Birinin kalbine sığındığımda, onun beni görmesi için her şeyi yaparım. Kendi duygularımı, düşüncelerimi hiçe sayar, onun adına yaşarım. Belki de bu benim en büyük hatam. Her kalp tertemiz olmaz, her kalp saf olmaz. Şimdiyse ne düşünmeliyim, ne yapmalıyım bilmiyorum. Ellerim klavyenin üzerinde gezinirken düşündüğüm tek şey, mahvettiğim hayatımı nasıl düzeltebileceğim. Kendimi nasıl bu hale getirdim? Bu soruyu kaç kere sordum kendime, inan. Telefonumun ekranını her açtığımda aramış olmasını diledim. Hep onu düşündüm. Yaptığım her işe bana onu hatırlatan şeyleri koydum. Kendimi bu hale nasıl getirdim? Bilmiyorum. Boşluğa baktığımda anıları hatırlamak istemiyorum. Birine böylesine bir sevgiyle bağlanmak istemiyorum.

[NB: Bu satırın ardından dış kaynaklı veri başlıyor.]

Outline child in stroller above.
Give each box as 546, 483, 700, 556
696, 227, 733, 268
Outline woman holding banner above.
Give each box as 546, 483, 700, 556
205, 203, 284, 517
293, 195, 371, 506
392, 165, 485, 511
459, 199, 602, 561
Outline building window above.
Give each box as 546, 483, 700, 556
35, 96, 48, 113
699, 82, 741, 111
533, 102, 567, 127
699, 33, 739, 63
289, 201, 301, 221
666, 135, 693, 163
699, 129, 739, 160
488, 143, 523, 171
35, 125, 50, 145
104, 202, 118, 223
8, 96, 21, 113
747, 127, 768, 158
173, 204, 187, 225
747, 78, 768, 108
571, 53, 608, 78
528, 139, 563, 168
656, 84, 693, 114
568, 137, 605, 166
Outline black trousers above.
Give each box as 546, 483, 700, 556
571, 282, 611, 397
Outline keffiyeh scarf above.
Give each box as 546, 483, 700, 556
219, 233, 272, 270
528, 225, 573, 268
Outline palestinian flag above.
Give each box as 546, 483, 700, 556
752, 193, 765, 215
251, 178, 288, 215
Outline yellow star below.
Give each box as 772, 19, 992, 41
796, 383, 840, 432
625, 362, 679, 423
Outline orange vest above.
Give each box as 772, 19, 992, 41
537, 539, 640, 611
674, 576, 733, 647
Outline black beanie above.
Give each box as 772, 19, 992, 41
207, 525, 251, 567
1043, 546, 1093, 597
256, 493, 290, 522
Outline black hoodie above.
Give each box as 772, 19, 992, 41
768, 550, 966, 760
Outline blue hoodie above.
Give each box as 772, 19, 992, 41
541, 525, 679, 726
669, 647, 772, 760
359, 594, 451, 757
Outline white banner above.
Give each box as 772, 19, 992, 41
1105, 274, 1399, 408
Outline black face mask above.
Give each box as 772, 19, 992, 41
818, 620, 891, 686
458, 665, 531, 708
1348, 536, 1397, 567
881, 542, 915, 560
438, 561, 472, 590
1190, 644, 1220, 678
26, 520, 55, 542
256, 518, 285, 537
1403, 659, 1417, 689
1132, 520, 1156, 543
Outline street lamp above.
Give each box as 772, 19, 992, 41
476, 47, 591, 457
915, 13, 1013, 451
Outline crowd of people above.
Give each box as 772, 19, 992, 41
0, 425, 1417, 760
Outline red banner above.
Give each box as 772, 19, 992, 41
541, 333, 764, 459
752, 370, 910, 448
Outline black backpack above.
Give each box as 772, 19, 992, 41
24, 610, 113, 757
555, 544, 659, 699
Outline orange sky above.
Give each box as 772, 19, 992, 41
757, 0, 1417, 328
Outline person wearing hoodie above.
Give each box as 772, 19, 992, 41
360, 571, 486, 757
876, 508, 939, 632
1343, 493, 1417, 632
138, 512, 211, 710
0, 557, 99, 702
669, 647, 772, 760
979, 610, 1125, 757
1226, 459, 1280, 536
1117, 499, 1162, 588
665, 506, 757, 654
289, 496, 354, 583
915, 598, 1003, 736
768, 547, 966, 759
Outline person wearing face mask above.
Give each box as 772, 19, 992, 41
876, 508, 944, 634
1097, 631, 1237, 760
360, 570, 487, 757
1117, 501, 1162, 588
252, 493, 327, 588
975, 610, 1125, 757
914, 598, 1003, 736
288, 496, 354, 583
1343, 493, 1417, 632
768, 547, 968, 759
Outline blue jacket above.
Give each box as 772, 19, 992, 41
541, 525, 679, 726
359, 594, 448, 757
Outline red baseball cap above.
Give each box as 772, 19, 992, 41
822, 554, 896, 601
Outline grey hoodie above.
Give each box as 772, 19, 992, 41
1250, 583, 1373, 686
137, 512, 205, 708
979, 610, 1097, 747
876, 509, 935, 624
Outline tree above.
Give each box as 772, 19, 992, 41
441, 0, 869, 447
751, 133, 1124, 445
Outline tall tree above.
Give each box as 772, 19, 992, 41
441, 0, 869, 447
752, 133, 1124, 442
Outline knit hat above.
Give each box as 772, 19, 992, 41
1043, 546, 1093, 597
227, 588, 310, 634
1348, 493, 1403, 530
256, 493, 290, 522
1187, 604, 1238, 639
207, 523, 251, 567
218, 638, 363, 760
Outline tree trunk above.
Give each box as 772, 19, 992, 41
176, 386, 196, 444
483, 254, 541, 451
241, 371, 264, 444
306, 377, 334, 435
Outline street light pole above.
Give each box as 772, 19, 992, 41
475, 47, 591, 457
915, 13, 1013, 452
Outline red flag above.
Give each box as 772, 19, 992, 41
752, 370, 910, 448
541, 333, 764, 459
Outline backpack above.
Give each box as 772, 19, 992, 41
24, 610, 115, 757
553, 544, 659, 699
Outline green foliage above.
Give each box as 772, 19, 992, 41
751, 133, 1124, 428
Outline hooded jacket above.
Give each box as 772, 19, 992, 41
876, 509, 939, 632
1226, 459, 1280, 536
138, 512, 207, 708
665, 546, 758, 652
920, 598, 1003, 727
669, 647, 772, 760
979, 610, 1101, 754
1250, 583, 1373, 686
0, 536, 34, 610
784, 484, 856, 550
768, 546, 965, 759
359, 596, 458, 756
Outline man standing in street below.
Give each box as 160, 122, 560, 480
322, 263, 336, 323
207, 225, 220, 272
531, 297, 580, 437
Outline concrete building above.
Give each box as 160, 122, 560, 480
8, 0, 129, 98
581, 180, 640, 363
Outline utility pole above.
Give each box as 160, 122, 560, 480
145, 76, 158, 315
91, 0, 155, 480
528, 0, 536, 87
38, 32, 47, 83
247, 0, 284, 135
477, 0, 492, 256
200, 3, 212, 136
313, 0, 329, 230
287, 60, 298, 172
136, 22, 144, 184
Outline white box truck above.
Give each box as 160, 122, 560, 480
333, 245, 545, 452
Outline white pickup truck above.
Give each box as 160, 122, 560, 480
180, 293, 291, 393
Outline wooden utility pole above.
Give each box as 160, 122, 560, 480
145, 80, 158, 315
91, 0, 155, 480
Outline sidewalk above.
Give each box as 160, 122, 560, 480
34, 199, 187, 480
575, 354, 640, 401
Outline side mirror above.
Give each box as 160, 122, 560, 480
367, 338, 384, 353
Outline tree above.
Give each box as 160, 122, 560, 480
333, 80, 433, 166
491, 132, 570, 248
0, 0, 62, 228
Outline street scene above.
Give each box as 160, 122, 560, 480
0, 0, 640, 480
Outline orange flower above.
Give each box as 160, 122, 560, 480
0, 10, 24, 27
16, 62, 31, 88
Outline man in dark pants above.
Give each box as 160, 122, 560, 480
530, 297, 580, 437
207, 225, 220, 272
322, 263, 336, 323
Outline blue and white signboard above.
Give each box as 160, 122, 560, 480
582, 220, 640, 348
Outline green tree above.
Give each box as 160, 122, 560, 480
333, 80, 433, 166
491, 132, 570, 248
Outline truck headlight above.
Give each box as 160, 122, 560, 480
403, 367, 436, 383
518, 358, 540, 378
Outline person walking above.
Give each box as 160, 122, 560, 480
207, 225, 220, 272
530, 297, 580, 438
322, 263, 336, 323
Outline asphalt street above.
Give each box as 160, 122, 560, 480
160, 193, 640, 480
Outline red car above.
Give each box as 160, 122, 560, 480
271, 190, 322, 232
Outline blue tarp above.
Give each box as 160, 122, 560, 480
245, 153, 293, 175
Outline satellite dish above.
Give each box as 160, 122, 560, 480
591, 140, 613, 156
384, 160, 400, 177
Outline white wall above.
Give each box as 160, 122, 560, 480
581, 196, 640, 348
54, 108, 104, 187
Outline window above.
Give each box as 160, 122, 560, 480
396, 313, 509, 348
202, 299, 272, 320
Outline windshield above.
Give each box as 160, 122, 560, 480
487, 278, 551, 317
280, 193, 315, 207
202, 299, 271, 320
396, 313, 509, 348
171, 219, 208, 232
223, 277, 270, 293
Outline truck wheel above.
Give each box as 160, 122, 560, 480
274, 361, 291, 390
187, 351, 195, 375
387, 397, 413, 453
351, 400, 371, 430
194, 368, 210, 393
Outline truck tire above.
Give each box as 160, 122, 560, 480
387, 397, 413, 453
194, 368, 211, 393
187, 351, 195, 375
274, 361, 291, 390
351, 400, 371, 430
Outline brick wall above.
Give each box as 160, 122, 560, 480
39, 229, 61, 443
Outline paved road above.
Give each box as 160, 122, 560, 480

İnsanlar seni biliyor, beni biliyor. Bizi bilmiyorlar. Bunu neden istemedin? Beni neden istemedin? Ah, kimseyi yargılamak istemiyorum. İstediğimi elde edemeyince kötüleyip, küfürler etmek istemiyorum. Beni buna mecbur bırakıyorsun. Hiç tanışmamış değilken, bu davranışların kalbimi acıtıyor.
Onca şey yaşamışken, bir şeyler paylaşmışken benden kaçman, gözlerini kaçırman ne kadar doğru? Kendine sorman gereken sorular var. Birini böylesine üzmem doğru mu, demelisin. Kaçmamalısın artık duygularından. Yüzleşmelisin. Her ne yaşadıysan atlatmayı, atlatabilmeyi bilmelisin. Öğrenmelisin, kaçarak bir yere varamayacağını. Ve kaçmamalısın artık. Sana sarılmak adına açılmış kollardan kaçmamalısın.
Adını duyduğumda, kalbim işleyişini değiştiriyor. Adımı söylediğinde hissettiğim duygular öyle güzel ki.. Öyle güzeldi ki. Ölesiye özledim ben o duyguyu. Sesini duymuş olmanın verdiği huzuru anlatsam anlamazsın. Sen kendini benim seni sevdiğim kadar sevmezsin. Şimdiye kadar böyle bir sevgiye rastlamamışsındır bile.
Çok şey değişti. Sen ve duyguların, davranışların. Sen değiştikçe eve dönmek imkansız hale geldi.